Goodmail works like this. You, as a marketer, register with Goodmail. Give them your business name. Give them your IP address(es). If you use an email marketing provider (such as MailChimp), give them the ESP’s IP addresses. Goodmail certifies you. You pay them an as-yet-unspecified fraction of a penny for each email you send.

Then, participating ISPs (like AOL) show a tiny little icon next to all your messages in the inbox, which means you’re a "good mailer." They say the Goodmail icon is not spoofable, because it gets placed in the ISP’s interface, not the email message itself.

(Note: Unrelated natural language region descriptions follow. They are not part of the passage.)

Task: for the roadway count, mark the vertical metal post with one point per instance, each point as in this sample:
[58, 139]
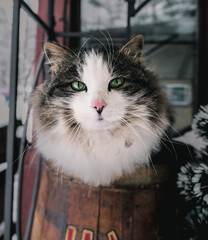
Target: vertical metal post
[10, 150]
[50, 20]
[129, 9]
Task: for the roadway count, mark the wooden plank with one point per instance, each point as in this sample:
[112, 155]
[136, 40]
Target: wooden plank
[83, 208]
[144, 221]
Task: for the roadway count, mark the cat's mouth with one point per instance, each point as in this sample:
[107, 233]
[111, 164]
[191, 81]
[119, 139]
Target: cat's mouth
[100, 118]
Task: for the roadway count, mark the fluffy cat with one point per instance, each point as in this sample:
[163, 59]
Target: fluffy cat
[101, 113]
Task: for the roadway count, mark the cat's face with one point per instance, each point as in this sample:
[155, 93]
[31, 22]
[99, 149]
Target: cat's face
[98, 89]
[100, 112]
[102, 104]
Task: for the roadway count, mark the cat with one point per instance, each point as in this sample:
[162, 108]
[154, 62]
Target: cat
[102, 112]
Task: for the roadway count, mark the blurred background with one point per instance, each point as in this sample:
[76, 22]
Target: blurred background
[175, 33]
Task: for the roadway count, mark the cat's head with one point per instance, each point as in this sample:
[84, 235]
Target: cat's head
[98, 89]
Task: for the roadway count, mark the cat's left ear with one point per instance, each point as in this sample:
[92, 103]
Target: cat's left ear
[55, 55]
[133, 49]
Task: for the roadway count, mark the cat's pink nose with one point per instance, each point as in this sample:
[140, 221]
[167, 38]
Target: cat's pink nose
[98, 104]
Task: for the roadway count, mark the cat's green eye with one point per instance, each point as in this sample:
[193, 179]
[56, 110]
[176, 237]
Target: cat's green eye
[116, 83]
[78, 86]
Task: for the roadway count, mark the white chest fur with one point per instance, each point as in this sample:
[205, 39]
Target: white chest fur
[98, 157]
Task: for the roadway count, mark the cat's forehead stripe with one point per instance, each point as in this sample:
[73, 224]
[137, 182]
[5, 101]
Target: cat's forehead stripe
[96, 69]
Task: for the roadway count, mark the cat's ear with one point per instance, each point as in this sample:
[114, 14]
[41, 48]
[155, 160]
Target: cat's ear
[55, 54]
[133, 49]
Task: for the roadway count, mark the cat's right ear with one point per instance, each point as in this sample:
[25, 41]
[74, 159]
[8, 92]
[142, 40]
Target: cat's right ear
[55, 54]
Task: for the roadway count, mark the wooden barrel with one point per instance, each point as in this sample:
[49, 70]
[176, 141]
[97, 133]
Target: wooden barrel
[140, 206]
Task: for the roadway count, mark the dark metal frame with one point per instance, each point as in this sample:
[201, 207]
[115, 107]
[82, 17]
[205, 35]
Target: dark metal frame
[10, 156]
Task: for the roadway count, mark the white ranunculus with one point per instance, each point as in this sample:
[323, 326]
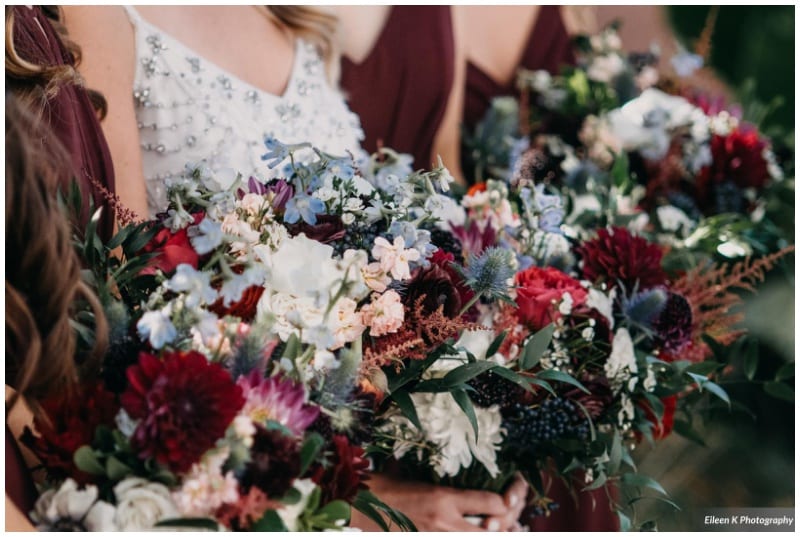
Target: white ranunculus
[56, 510]
[621, 366]
[142, 503]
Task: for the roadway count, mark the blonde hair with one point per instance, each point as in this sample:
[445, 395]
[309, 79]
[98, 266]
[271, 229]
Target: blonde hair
[35, 84]
[315, 26]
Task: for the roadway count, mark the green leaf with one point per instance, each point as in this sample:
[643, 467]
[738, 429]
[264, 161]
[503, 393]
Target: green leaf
[335, 511]
[311, 448]
[536, 347]
[785, 372]
[751, 360]
[685, 429]
[495, 346]
[462, 398]
[199, 523]
[269, 522]
[116, 470]
[780, 390]
[406, 406]
[639, 480]
[466, 372]
[86, 461]
[560, 376]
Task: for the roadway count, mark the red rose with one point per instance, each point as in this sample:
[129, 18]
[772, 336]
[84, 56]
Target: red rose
[539, 288]
[183, 403]
[71, 423]
[174, 249]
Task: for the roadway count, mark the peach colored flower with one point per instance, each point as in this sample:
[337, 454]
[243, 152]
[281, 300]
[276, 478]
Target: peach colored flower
[384, 315]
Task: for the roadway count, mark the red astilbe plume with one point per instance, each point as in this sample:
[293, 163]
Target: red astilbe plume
[69, 422]
[345, 475]
[183, 403]
[709, 291]
[616, 256]
[250, 508]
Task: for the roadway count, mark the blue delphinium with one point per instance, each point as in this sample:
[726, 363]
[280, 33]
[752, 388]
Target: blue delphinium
[305, 207]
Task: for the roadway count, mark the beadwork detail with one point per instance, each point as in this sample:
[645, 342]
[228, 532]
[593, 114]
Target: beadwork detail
[188, 109]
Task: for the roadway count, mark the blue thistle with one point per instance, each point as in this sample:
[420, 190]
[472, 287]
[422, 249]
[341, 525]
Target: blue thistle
[488, 273]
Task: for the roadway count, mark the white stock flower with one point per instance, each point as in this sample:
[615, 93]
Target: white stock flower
[141, 504]
[195, 285]
[157, 328]
[70, 508]
[621, 366]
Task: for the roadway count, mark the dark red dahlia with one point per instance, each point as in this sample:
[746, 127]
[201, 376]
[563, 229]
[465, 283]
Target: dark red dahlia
[345, 475]
[329, 228]
[539, 292]
[738, 159]
[674, 325]
[173, 247]
[435, 287]
[274, 462]
[618, 257]
[71, 423]
[184, 404]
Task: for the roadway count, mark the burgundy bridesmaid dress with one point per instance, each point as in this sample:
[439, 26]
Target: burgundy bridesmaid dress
[69, 113]
[400, 90]
[548, 47]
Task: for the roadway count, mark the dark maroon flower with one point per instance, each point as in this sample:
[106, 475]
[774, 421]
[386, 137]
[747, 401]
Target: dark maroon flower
[539, 292]
[274, 462]
[737, 158]
[71, 423]
[329, 228]
[183, 403]
[618, 257]
[173, 247]
[434, 286]
[674, 325]
[345, 474]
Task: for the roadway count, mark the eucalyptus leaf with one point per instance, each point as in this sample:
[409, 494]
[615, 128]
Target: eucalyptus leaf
[463, 401]
[536, 347]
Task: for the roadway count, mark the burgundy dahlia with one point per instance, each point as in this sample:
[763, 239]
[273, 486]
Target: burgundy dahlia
[71, 423]
[183, 403]
[345, 476]
[616, 256]
[274, 462]
[674, 325]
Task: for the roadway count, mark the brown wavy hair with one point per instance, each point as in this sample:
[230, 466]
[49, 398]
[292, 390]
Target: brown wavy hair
[315, 26]
[43, 278]
[35, 84]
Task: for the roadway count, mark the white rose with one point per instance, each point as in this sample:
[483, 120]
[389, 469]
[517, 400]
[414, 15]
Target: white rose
[141, 504]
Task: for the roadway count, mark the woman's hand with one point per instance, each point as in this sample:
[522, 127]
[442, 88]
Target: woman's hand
[435, 508]
[514, 499]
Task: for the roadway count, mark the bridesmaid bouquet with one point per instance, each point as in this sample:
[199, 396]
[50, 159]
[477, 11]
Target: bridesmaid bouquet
[633, 211]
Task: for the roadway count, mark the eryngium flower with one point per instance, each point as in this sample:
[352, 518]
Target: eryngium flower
[183, 404]
[618, 257]
[488, 273]
[277, 399]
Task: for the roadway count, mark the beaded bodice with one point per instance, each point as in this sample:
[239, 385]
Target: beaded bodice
[188, 110]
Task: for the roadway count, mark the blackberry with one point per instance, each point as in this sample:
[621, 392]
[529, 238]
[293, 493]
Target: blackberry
[359, 237]
[529, 429]
[492, 389]
[446, 241]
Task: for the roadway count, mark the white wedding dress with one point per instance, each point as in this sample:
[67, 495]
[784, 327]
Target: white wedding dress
[189, 109]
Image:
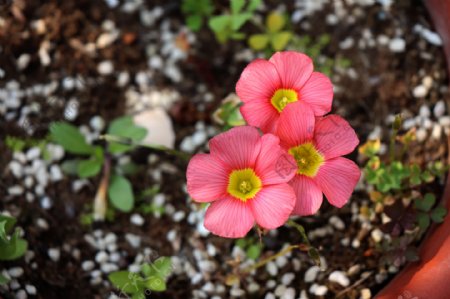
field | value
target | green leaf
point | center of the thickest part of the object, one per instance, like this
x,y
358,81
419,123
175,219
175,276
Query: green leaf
x,y
127,282
423,220
14,249
237,5
125,127
3,279
237,21
194,22
253,251
219,23
258,41
156,283
70,138
280,40
426,203
120,193
89,168
438,214
275,22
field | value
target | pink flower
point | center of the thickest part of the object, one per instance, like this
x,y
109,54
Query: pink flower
x,y
245,177
267,87
317,145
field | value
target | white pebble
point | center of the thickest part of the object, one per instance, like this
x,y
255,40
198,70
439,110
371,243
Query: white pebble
x,y
101,257
311,274
137,219
439,109
420,91
340,278
287,278
105,67
87,265
397,45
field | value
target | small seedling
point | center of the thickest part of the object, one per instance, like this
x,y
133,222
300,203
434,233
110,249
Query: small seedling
x,y
227,26
12,246
275,38
196,11
152,277
92,158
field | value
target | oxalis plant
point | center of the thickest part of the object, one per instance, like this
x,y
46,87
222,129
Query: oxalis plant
x,y
12,245
281,163
396,187
89,160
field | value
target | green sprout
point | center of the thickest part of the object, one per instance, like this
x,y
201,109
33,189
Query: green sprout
x,y
152,277
12,246
227,26
275,38
91,159
196,11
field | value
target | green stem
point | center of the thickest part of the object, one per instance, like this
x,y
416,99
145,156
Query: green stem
x,y
158,147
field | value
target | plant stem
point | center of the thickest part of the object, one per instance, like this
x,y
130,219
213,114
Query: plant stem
x,y
100,202
158,147
270,258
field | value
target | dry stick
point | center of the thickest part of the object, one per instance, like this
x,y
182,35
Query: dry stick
x,y
357,283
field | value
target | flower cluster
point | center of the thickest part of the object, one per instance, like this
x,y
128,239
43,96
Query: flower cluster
x,y
250,178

Anyways, here’s what we’ve been told about the AOL arrangement:

  • AOL was thinking about getting rid of their "enhanced whitelist" program and replacing it with Goodmail’s. That really made a lot of people angry (to say the least). They’ve since changed their minds.
  • According to AOL, being Goodmail-certified would NOT automatically bypass any spam filters. It would only bypass the "blocked images by default" functionality in AOL. Basically, your HTML email would have all the images and logos automatically displayed, and recipients would never have to click the "Show images" link.
  • It’s worth mentioning that in AOL (and most email applications), if a recipient already had you in their address book, your images would have been automatically displayed anyway—with or without Goodmail. That’s why it’s important to ask people to whitelist you as soon as they opt-in to your list.
  • We haven’t heard whether or not Goodmail certification bypasses any of Yahoo’s spam filters. We’d be surprised if they did.
  • If you register with Goodmail, you get spam reports from Goodmail’s system (like AOL’s feeback loop). AOL and Goodmail say that if spam reports hit a certain threshold, they’d remove your certified status.

So what does Goodmail mean to you?

Well, if you’re a humongous retailer sending +millions of emails a day, and making billions online, you might give it a shot. There doesn’t seem like there’s much to lose. They’re giving large, well-known brands the opportunity to try things out for free (after the non-refundable $199 application fee). Who knows, bypassing that "show images" button might help you out with sales, and tracking those open rates. If you’re that big an operation, $199 is chump-change, and paying a fraction of a penny per email is really not bad at all (of course, we’re a little biased here at MailChimp).

If you’re a small company, it doesn’t look like there’s much to worry about. If you worked hard on your reputation, implemented double opt-in, and got onto AOL’s whitelist, you’re not going to lose your status (now that they’ve changed their minds). And if you send emails that your customers actually find useful having (or not having) a little icon isn’t going to help or hurt that much.

If you’re an anti-spammer, the idea of Goodmail should make you smile a little. Making marketers pay a fraction of a penny for every single email they send might make them focus more on quality, instead of quantity. We’ve always been fans of the "pay-per-email" approach for that very reason.